George Stigler attributes to Smith “the most important substantive proposition in all of economics” and foundation of resource-allocation theory. It is that, under competition, owners of resources (labour, land, and capital) will use them most profitably, resulting in an equal rate of return in equilibrium for all uses (adjusted for apparent differences arising from such factors as training, trust, hardship, and unemployment). He also describes Smith’s theorem that “the division of labour is limited by the extent of the market” as the “core of a theory of the functions of firm and industry” and a “fundamental principle of economic organisation.”
Paul Samuelson finds in Smith’s pluralist use of supply and demand – as applied to wages, rents, and profit – a valid and valuable anticipation of the general equilibrium modelling of Walras a century later. Moreover, Smith’s allowance for wage increases in the short and intermediate term from capital accumulation and invention added a realism missed later by Malthus, Ricardo, and Marx in their propounding a rigid subsistence-wage theory of labour supply.
In noting the last words of the Wealth of Nations,
- If any of the provinces of the British empire cannot be made to contribute towards the support of the whole empire, it is surely time that Great Britain should free herself from the expence of defending those provinces in time of war, and of supporting any part of their civil or military establishments in time of peace, and endeavour to accommodate her future views and designs to the real mediocrity of her circumstances.

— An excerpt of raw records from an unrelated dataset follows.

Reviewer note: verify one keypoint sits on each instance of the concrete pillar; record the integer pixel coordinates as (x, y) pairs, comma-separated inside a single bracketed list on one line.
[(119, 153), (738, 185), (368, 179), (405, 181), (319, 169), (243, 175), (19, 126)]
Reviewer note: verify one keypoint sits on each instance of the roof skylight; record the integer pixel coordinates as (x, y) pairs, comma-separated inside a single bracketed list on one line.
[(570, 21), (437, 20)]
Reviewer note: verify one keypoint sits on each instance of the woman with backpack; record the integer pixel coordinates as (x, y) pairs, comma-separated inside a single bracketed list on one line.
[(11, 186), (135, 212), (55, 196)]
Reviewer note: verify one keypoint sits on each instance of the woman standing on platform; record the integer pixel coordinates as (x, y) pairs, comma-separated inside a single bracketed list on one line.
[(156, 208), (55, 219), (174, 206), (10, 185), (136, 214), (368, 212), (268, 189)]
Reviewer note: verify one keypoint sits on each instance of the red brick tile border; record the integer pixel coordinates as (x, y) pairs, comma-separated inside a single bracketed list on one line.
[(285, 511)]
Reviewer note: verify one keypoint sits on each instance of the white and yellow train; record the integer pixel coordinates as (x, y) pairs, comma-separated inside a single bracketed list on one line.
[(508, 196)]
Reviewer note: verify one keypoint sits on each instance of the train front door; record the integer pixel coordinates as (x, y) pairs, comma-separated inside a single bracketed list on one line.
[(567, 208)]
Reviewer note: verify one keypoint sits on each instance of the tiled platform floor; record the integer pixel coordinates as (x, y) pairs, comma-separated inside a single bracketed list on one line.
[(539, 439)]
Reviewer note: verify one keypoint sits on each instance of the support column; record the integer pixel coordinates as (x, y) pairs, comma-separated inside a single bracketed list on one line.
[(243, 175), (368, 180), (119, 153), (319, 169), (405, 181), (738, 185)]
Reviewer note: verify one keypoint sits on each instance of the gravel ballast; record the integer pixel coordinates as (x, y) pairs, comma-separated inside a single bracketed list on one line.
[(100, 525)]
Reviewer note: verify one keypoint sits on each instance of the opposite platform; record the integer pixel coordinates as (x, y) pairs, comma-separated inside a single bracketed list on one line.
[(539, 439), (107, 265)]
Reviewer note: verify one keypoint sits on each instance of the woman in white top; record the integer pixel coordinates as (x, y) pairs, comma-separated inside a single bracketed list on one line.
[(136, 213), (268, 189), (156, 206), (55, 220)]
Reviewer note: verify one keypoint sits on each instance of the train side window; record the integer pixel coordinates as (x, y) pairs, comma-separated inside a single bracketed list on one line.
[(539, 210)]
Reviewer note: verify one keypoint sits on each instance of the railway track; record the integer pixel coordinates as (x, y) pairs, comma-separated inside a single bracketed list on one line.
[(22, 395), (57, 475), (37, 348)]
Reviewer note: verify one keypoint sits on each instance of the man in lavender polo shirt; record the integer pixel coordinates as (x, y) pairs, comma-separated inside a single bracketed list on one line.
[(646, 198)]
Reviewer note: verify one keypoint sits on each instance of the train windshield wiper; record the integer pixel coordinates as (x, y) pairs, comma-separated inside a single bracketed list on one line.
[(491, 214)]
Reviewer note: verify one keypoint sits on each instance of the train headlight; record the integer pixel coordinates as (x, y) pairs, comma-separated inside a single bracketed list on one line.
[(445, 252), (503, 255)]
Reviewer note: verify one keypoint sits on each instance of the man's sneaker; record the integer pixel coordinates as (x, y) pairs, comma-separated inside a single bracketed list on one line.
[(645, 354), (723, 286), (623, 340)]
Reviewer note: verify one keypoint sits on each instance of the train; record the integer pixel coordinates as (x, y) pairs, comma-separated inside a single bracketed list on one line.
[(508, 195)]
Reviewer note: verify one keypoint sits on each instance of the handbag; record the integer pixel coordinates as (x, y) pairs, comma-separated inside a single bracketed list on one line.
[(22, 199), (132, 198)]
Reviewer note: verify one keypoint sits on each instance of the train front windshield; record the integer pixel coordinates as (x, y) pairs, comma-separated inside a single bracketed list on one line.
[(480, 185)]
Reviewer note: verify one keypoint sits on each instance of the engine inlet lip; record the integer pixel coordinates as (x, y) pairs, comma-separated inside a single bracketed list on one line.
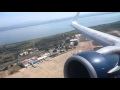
[(82, 60)]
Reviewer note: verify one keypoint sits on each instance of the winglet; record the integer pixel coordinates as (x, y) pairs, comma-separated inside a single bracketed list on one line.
[(76, 17)]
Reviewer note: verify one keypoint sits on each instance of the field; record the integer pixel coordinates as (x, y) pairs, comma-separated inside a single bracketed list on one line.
[(52, 68)]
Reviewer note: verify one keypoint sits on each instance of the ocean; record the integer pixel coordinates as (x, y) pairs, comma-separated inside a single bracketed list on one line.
[(43, 30)]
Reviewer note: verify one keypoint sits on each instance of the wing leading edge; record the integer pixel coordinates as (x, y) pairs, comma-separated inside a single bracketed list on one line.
[(100, 37)]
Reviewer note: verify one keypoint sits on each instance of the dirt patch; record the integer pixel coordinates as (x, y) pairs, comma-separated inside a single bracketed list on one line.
[(52, 68)]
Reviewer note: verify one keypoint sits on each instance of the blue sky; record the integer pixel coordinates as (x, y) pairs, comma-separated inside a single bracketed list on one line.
[(12, 18)]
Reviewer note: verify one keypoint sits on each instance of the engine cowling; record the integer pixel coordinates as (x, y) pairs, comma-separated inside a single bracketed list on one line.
[(90, 64)]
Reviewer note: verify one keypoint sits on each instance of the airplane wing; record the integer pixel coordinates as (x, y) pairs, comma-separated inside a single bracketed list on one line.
[(100, 37)]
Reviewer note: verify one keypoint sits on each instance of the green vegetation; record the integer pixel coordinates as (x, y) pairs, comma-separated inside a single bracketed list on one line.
[(14, 69)]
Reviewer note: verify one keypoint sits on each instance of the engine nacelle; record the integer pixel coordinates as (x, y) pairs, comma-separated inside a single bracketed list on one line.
[(90, 64)]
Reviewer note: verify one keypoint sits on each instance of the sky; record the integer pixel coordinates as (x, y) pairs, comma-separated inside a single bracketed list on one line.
[(12, 18)]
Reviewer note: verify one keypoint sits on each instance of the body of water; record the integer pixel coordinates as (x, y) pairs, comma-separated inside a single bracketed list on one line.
[(43, 30)]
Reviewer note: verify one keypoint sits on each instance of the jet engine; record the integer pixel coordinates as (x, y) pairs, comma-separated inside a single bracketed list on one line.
[(103, 63)]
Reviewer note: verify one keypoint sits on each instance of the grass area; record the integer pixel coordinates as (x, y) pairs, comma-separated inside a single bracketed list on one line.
[(14, 69)]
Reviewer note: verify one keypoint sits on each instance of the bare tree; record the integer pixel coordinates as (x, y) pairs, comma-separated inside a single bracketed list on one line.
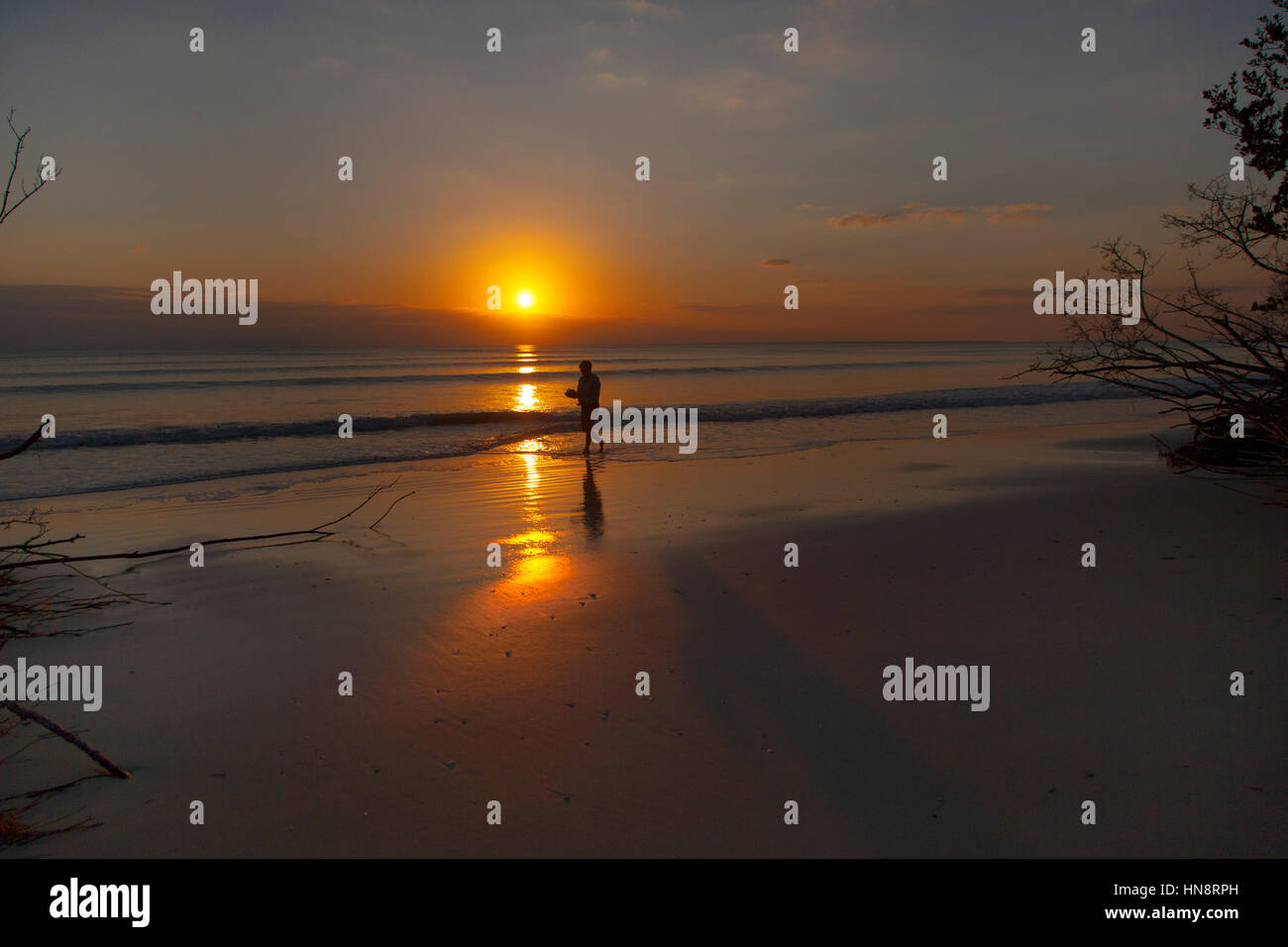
[(20, 141)]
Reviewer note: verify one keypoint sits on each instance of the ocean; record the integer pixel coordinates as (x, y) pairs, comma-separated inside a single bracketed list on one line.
[(153, 419)]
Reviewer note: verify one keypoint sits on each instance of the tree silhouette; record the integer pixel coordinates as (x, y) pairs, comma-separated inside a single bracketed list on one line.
[(1198, 352)]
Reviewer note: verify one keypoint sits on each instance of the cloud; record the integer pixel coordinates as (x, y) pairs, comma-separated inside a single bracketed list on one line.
[(921, 213), (614, 82), (647, 8), (743, 90), (329, 65), (1019, 213), (859, 221)]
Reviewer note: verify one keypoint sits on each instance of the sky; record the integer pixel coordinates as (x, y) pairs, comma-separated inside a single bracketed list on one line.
[(516, 169)]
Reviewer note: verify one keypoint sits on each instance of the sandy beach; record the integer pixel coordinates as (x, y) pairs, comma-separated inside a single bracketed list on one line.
[(518, 684)]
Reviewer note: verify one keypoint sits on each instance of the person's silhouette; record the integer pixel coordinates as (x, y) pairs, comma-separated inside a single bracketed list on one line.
[(588, 395)]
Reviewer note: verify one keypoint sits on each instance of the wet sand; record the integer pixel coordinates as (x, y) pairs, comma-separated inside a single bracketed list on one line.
[(518, 684)]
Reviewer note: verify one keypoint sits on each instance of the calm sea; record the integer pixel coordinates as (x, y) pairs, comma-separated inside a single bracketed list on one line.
[(150, 419)]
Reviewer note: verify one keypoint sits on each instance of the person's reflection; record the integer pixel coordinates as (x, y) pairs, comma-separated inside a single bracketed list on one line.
[(591, 505)]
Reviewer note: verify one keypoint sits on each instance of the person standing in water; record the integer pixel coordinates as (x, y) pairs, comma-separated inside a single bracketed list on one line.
[(588, 395)]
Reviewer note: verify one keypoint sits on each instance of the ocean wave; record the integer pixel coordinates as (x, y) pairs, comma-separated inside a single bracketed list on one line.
[(531, 423), (433, 377)]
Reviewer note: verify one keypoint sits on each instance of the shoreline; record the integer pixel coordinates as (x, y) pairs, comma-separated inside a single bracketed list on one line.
[(518, 684)]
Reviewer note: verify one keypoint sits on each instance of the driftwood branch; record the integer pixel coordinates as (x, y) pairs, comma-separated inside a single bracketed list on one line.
[(40, 558), (25, 712)]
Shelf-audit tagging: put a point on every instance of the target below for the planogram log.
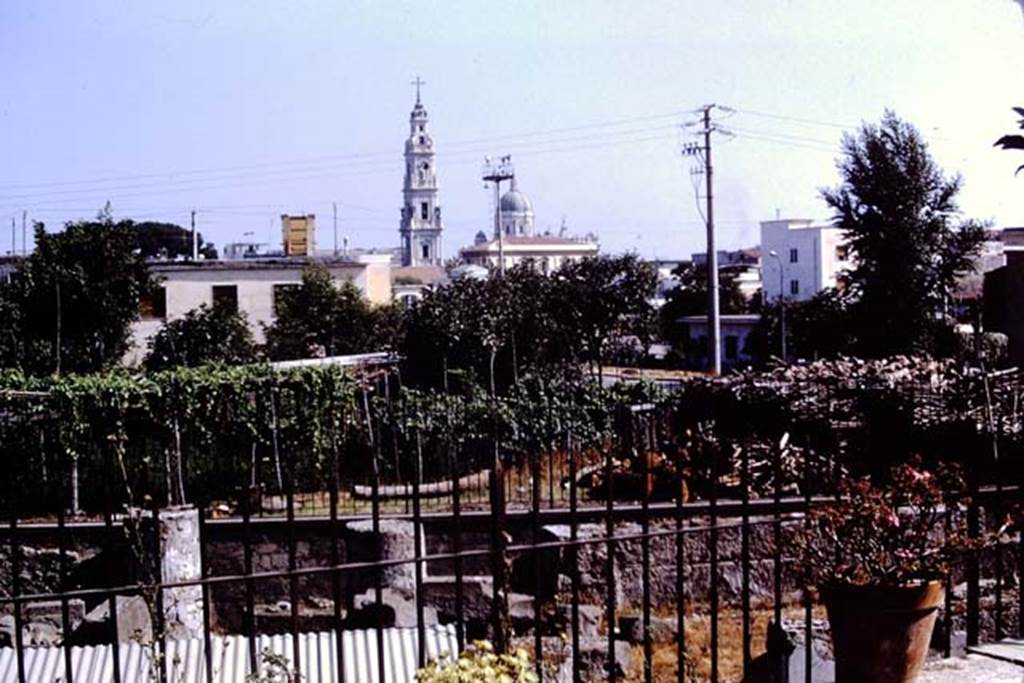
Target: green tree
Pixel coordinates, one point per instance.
(690, 297)
(322, 317)
(819, 328)
(601, 304)
(157, 240)
(75, 298)
(901, 220)
(203, 335)
(1014, 141)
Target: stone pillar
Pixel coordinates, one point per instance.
(180, 560)
(396, 541)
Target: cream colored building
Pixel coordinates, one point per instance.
(250, 286)
(811, 257)
(518, 242)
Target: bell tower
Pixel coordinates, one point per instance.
(421, 214)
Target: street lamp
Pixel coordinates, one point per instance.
(781, 301)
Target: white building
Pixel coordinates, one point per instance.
(250, 286)
(735, 333)
(518, 242)
(801, 258)
(421, 225)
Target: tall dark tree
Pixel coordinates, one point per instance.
(322, 317)
(201, 336)
(76, 297)
(602, 303)
(1014, 141)
(908, 244)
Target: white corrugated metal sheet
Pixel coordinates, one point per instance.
(186, 664)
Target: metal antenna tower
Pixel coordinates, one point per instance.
(495, 172)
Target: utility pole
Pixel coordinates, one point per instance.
(335, 206)
(495, 173)
(195, 238)
(714, 316)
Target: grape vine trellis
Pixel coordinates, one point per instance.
(214, 434)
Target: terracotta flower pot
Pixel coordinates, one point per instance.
(881, 634)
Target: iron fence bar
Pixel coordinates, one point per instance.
(744, 559)
(112, 596)
(498, 544)
(535, 467)
(418, 552)
(996, 520)
(808, 603)
(247, 559)
(625, 511)
(609, 564)
(947, 605)
(713, 569)
(376, 523)
(681, 493)
(574, 567)
(159, 621)
(460, 628)
(204, 559)
(339, 650)
(62, 543)
(646, 449)
(973, 568)
(15, 580)
(293, 592)
(357, 566)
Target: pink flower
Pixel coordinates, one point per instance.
(891, 519)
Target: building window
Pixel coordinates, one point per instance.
(731, 347)
(280, 294)
(225, 296)
(153, 305)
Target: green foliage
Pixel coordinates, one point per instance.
(887, 534)
(497, 330)
(1014, 141)
(187, 432)
(202, 336)
(479, 664)
(72, 301)
(157, 240)
(818, 328)
(322, 318)
(600, 300)
(900, 217)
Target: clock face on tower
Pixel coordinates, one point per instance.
(421, 225)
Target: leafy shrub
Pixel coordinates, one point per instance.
(479, 664)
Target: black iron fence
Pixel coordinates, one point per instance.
(666, 552)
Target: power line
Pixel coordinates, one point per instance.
(162, 188)
(337, 158)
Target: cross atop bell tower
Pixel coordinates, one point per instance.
(421, 225)
(418, 82)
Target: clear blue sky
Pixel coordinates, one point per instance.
(247, 110)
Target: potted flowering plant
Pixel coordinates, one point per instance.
(878, 556)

Ronald Coase suggests that if Smith’s earlier proposal of granting colonies representation in the British parliament proportional to their contributions to public revenues had been followed, “there would have been no 1776, … America would now be ruling England, and we [in America] would be today celebrating Adam Smith not simply as the author of the Wealth of Nations, but hailing him as a founding father.”
Mark Blaug argues that it was Smith’s achievement to shift the burden of proof against those maintaining that the pursuit of self-interest does not achieve social good. But he notes Smith’s relevant attention to definite institutional arrangements and process as disciplining self-interest to widen the scope of the market, accumulate capital, and grow income.
Economic anthropologist David Graeber argues that throughout antiquity, one can identify many different systems of credit and later monetary exchange, drawing evidence for his argument from historical and also ethnographical records, that the traditional explanation for the origins of monetary economies from primitive bartering systems, as laid out by Adam Smith, doesn’t find empirical support. The author argues that credit systems developed as means of account long before the advent of coinage around 600 BCE, and can still be seen operating in non-monetary economies. The idea of barter, on the other hand, seems only to apply to limited exchanges between societies that had infrequent contact and often in a context of ritualized warfare, rendering its conceptualization among economists as a myth.
As an alternative explanation for the creation of economic life, the author suggests that it originally related to social currencies, closely related to non-market quotidian interactions among a community and based on the “everyday communism” that is based on mutual expectations and responsibilities among individuals. This type of economy is, then, contrasted with the moral foundations of exchange based on formal equality and reciprocity (but not necessarily leading to market relations) and hierarchy, based on clear inequalities that tend to crystallize in customs and castes.